Any thoughts why this isn't working?
Data:
> dt
# sassign.buyer sassign.purch sassign.total_
# 1 no 10 357
# 2 no 3 138
# 3 no 2 172
# 4 no 1 272
# 5 no 1 149
# 6 yes 1 113
Number of Buyers with purchases greater than 1
library(dplyr)
dt %>%
group_by(sassign.buyer) %>%
filter(sassign.purch > 1)
#
# Source: local data frame [3 x 3]
# Groups: sassign.buyer [1]
#
# sassign.buyer sassign.purch sassign.total_
# (chr) (int) (int)
# 1 no 10 357
# 2 no 3 138
# 3 no 2 172
Average number of buyers with purchases greater than 1
dt %>%
group_by(sassign.buyer) %>%
filter(sassign.purch > 1) %>%
summarise(avg_no_buyers_gt_1 = length(sassign.buyer)/ nrow(dt))

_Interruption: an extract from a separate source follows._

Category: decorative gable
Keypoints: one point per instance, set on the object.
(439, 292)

# Source: local data frame [1 x 2]
#
# sassign.buyer avg_no_buyers_gt_1
# (chr) (dbl)
# 1 no 0.5
If no grouping of buyers is required,
dt %>%
filter(sassign.purch > 1) %>%
summarise(avg_no_buyers_gt_1 = length(sassign.buyer)/ nrow(dt))
# avg_no_buyers_gt_1
# 1 0.7777778
Finding the proportion of cases that suit a condition is easy to do with mean(). Here's a blog post explaining it: https://drsimonj.svbtle.com/proportionsfrequencies-with-mean-and-booleans, and here's a simple example:
buyer <- c("yes", "yes", "no", "no")
mean(buyer == "yes")
#> [1] 0.5
So in your case, you can do mean(d$sassign.buyer[d$sassign.purch > 1] == "yes"). Here's a worked example:
d <- data.frame(
sassign.buyer = factor(c("yes", "yes", "no", "no")),
sassign.purch = c(1, 10, 0, 200)
)
mean(d$sassign.buyer[d$sassign.purch > 1] == "yes")
#> [1] 0.5
This gets all cases where d$sassign.purch is greater han 1, and then computes the proportion (using mean()) of these cases in which d$sassign.buyer is equal to "yes".